In vitro antimicrobial and antibiofilm activity of ursolic acid and its amide derivatives against Acinetobacter baumannii

Abstract

Background: Nosocomial infections due to biofilm-producing ESKAPE pathogens have raised globally. Acinetobacter baumannii is one of the members of ESKAPE pathogens and it's spreading widely and becomes more problematic to treat and managed in health care settings and in the community due to multidrug resistance. WHO categorizes A. baumannii among the pathogens for which new pharmacophores required on an urgent basis. Compounds from medicinal plants can be a source to developed novel antimicrobial agents against high-risk A.baumannii infections. Ursolic acid and its synthetic amide derivatives emerge as a new class of antimicrobial agents for treating multi drug-resistant infections. Methods and materials: To find out the antimicrobial and antibiofilm activity, we used the standard culture of A.baumannii (ATCC: 19606) and its colistin resistance strains. The antimicrobial and biofilm inhibiting activity of these compounds was evaluated by using the microdilution method, crystal violet assay, time-kill assays, post antimicrobial assays, cytotoxic activity, microscopic (light & Atomic force microscope) evaluation, and gene expression analysis. Results: The selected compound possesses antimicrobial and antibiofilm activity against the standard and colistin-resistant clinical isolates of A.baumannii. At MIC (77.87 μg/ml) of compound, it inhibits more than 65% of biofilm formation and eradicates more than 63% of pre-form biofilm.

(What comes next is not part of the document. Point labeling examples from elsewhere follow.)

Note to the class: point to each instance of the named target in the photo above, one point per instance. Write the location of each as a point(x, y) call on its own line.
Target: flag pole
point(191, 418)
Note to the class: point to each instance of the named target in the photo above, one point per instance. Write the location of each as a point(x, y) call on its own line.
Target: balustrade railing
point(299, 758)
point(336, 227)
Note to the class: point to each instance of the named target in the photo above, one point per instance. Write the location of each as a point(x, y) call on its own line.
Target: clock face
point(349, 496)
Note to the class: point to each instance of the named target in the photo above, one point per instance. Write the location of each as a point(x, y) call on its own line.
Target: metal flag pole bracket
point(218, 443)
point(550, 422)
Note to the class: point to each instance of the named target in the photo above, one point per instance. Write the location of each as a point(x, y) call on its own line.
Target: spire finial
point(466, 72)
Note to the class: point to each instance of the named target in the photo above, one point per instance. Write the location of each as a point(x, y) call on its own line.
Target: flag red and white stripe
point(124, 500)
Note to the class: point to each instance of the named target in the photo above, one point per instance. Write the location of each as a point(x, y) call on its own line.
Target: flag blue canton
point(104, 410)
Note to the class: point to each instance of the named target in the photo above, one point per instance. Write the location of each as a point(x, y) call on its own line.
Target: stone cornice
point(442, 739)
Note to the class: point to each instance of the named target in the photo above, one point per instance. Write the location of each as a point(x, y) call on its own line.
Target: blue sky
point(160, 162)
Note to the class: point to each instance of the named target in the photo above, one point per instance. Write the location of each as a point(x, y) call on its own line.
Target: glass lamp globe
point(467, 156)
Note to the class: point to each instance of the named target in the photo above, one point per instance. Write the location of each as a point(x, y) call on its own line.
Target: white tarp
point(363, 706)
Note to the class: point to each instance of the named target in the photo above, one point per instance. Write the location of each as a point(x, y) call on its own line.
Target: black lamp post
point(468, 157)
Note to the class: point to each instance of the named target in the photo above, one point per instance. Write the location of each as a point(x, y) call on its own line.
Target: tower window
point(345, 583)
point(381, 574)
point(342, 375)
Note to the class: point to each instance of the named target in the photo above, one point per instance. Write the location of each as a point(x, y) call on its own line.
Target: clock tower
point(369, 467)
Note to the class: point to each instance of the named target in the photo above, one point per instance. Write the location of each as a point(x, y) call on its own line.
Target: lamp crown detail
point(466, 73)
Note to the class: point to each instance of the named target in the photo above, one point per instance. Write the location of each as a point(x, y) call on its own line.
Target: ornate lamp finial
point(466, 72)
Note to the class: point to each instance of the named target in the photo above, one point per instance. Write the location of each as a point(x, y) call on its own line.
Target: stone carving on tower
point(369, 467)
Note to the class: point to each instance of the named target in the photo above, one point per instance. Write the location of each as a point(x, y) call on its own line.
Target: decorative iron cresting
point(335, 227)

Amide derivate of ursolic acid effectively inhibits the biofilm formation as well as eradicated the preformed biofilms by killing bacterial cells. Furthermore, atomic force microscopy showed the disruption of cell membrane which might be the reason for antimicrobial activity. Gene expression analysis showed the significant downregulation of biofilm-forming genes (abaR and bap). Conclusion: So, ursolic acid and its amide derivative might be used to tackle Acinetobacter baumannii related nosocomial infections and further evaluated as a drug candidate.